I am just providing facts from papers that demonstrate, repeatedly, that gut microbiota shifts occur, and more recently they are reporting that it occurs BEFORE SpA. If it was the other way around then, "mice raised in germ-free environments don't develop SpA" (LINK)
wouldn't make sense. It is the introduction to bacteria that causes the disease progression. Even if it WERE the other way, then you still need to treat bacteria being out of whack, to begin with, because SpA's got them out of whack. So fixing them at least addresses a problem...
Also, yes now it's more than just me experiencing success with this course of action for treating AS. The other methods of treating (interrupting communication between your body and your interleukin signaling) are far more dangerous, which is why people get infections, cancer, or even die from those treatment methods. If altering gut microbiota was a huge huge risky deal, people would be reporting tons more issues with probiotic supplements than they do. I have not really heard of people dying from probiotic usage, but Humira directly lists death as a possible side-effect. I am being extremely reasonable in deciding to attack the bacterial aspect of this disease due to both its safety profile and the logic behind it.

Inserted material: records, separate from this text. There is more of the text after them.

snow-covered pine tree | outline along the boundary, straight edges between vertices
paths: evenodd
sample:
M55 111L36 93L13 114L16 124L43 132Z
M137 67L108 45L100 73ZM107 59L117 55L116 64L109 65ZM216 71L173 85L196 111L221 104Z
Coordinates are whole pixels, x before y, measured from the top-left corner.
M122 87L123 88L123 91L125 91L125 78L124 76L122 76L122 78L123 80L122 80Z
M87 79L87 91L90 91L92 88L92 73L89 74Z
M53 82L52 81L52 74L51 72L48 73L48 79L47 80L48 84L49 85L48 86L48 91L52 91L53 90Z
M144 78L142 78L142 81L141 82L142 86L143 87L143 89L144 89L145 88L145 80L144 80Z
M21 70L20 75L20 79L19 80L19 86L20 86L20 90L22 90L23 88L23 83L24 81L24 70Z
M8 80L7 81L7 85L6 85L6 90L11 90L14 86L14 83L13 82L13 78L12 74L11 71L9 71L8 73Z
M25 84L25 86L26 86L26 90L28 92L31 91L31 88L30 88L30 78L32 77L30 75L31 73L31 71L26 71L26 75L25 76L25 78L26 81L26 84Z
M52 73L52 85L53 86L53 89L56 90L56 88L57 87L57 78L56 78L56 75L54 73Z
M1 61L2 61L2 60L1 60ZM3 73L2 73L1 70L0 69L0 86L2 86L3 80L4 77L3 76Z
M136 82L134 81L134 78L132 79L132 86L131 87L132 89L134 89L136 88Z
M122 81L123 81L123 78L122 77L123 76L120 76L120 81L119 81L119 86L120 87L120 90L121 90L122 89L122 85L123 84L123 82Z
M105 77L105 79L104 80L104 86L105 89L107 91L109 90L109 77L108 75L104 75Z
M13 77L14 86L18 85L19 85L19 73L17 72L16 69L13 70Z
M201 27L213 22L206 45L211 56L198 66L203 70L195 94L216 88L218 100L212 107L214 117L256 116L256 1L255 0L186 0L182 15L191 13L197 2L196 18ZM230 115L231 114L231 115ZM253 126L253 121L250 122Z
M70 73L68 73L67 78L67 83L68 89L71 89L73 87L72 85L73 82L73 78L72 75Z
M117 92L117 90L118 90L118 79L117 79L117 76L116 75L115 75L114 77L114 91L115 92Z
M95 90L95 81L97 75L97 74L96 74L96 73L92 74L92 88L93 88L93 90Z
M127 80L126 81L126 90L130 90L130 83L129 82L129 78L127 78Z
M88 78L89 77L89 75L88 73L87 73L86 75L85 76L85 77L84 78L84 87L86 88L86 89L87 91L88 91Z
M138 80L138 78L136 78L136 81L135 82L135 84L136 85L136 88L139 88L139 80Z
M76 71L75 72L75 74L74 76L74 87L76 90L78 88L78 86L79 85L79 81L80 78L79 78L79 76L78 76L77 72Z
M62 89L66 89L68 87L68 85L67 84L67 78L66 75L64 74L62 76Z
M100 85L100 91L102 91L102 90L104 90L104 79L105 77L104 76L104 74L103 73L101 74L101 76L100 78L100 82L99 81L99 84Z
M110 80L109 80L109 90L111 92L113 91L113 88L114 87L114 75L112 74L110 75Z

Lastly, each of the people on the forum who have replied to my post so far, including me, have all stated that some sort of gut or oral thing had happened to them before their disease started, or occurred right as the disease started. Putting this many pieces together, that all fit well with scientific evidence and all point to the microbiome, it would literally be one chance in a billion that these relationships were due to chance. I definitely ended my first post by stating that these were my opinions and that if people chose to follow suit, they did so at their own risk. I even detailed and outlined the risks associated with Rifaximin usage and dosing. Given all that, it is still my opinion that this is the safest and most well-targeted option currently out there for management of this disease, as well as potentially the best.